Wanneer werd de thermosfles uitgevonden en gemaakt?
Archeologen hebben ooit een dubbellaags container gevonden in de ruïnes van Pompeii in het oude Rome. Deze container is mogelijk de voorloper van de thermosfles. Maar 's werelds eerste echte thermosfles heet eigenlijk "Dewar".
In 1643 creëerden de Italianen de kwikbarometer en presenteerden de beroemde vacuümtheorie. Deze theorie is eigenlijk van groot belang voor de opkomst van de vacuümfles, maar in de volgende tweeënhalve eeuw werd er geen echte vacuümfles uitgevonden.
In 1879 volgde de Duitse natuurkundige Vine, om het vloeibare gas in het laboratorium op te slaan, het voorstel van professor Hollid op en maakte een container met twee lagen dun glas met een vacuüm in het midden. In 1881 schreef hij het proefschrift "Vain Holrid Bottle".
In 1890 verbeterde de Britse chemicus Dunmus Giuard de Wainhoridd-fles door een laag zilver op de wand van de fles te coaten, wat de warmtestraling kan verminderen en het warmteverlies door het glas kan vertragen. Zo werd de Joal-fles geboren.
De uitvinder van onze moderne thermosfles is Sir James Dewar, een wetenschapper uit het Verenigd Koninkrijk die vooral onderzoek doet naar vloeistoffen met extreem lage temperaturen.

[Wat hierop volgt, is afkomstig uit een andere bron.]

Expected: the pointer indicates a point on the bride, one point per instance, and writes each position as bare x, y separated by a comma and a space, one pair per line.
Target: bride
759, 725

In 1892 werd Dewar uitgenodigd om de cursus "Liquefied Gas" te volgen bij het British Institute of Science. Om het onderwijs te verbeteren, vroeg hij voordat hij ging een glasblazer genaamd Berger om een dubbellaags glazen container voor hem te maken en de twee wanden te coaten met kwik om de warmteoverdracht aanzienlijk te verminderen. Vervolgens evacueerde hij de lucht tussen de twee lagen opnieuw en verscheen de vacuümfles. Deze fles zonder lucht is de eerste vacuümfles ter wereld. Deze vacuümfles wordt "Dewar flask" genoemd. Tegenwoordig worden de vroege vacuümproducten van Dewar nog steeds bewaard in het London Institute in het Verenigd Koninkrijk. Destijds besteedde Dewar niet veel aandacht aan de uitvinding van de vacuümfles, maar hechtte hij veel belang aan de theorie van het extraheren van lucht en vroeg hij patent aan voor deze theorie. In 1902 zag de Duitser Berger de enorme potentiële markt voor vacuümflessen, dus begon hij vacuümflessen te verkopen. Twee jaar later won hij het patent voor de vacuümfles op zijn eigen naam. Hij ontdekte dat de glazen flesvoering gemakkelijk brak, dus maakte hij een omhulsel van nikkel om de flesvoering te beschermen. In eerste instantie werden vacuümflessen vooral gebruikt in laboratoria, ziekenhuizen en expedities, en daarna geleidelijk aan kwamen ze in het dagelijks leven terecht.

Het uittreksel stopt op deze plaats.